Sixteen seconds after halftime, Archie Miller drilled a 3-pointer, his team's first, to revive the Wolfpack. Grundy followed with a driving basket and Hodge scored on a backdoor cut to slice the Spartans' lead to five. N.C. State scored on its first five possessions, shot 66.7 percent and committed just three turnovers in the second half.
Still, trailing 37-31, the Wolfpack (23-10) seemed doomed when Grundy committed his fourth foul with 14:47 to go. Instead, N.C. State scored 14 of the next 16 points eight by Hodge to put the Spartans on their heels and take a 45-39 lead with 10:30 left.
"I knew when Anthony got his fourth foul that guys were going to have to step up," Hodge said. "Anthony's our heart and soul, along with Archie. As a freshman, I knew I had to step my game up and make big-time shots."
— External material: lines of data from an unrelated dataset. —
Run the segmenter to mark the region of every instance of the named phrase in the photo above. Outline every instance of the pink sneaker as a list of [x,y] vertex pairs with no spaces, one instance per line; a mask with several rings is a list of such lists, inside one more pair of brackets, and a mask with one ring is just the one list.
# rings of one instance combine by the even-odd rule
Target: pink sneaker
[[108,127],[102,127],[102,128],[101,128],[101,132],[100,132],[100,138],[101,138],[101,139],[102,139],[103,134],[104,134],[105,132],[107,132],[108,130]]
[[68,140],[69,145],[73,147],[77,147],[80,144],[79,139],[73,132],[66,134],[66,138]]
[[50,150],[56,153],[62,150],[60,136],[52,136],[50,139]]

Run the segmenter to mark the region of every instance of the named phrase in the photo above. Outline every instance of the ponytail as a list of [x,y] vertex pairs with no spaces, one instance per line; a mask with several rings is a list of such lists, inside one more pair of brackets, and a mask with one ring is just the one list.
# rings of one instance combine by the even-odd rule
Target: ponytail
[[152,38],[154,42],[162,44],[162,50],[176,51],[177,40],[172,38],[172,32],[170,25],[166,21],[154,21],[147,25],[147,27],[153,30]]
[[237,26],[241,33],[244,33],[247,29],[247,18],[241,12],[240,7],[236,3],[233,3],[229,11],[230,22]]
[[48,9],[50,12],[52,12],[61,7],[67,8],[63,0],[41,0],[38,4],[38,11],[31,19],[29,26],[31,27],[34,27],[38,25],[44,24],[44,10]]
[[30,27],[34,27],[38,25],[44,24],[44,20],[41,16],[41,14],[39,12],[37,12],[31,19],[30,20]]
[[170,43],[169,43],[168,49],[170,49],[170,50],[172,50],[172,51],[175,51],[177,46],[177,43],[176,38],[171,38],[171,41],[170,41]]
The offense came from the defense, which held the Spartans to a season-worst 32.1 percent shooting from the field. The Wolfpack took rebounds and turned them into transition opportunities, and drove aggressively past defenders in the halfcourt to draw fouls.
While the Wolfpack made their run, Grundy was relegated to an unfamiliar role of shouting and towel-waving. He played 24 minutes, his fewest in his last 16 games, but still finished with 16 points.
"I just tried to pick up everybody on our bench," Grundy said.
N.C. State's swarming press and man-to-man defense gave Michigan State (19-12) fits, particularly multi-talented guard Marcus Taylor, who scored 18 points but made just five of his 22 field goal attempts and looked genuinely impatient on offense.
"Their press really hurt us," Taylor said. "They made us rush some things, which took us out of our offense."
The Wolfpack iced it from the line, where they shot 25-for-30 in the second half and 31-for-36 for the game. But the comeback started with Miller's 3-pointer to start the second half.
"We kind of fed off it a little bit we got into our press and got it going," Miller said.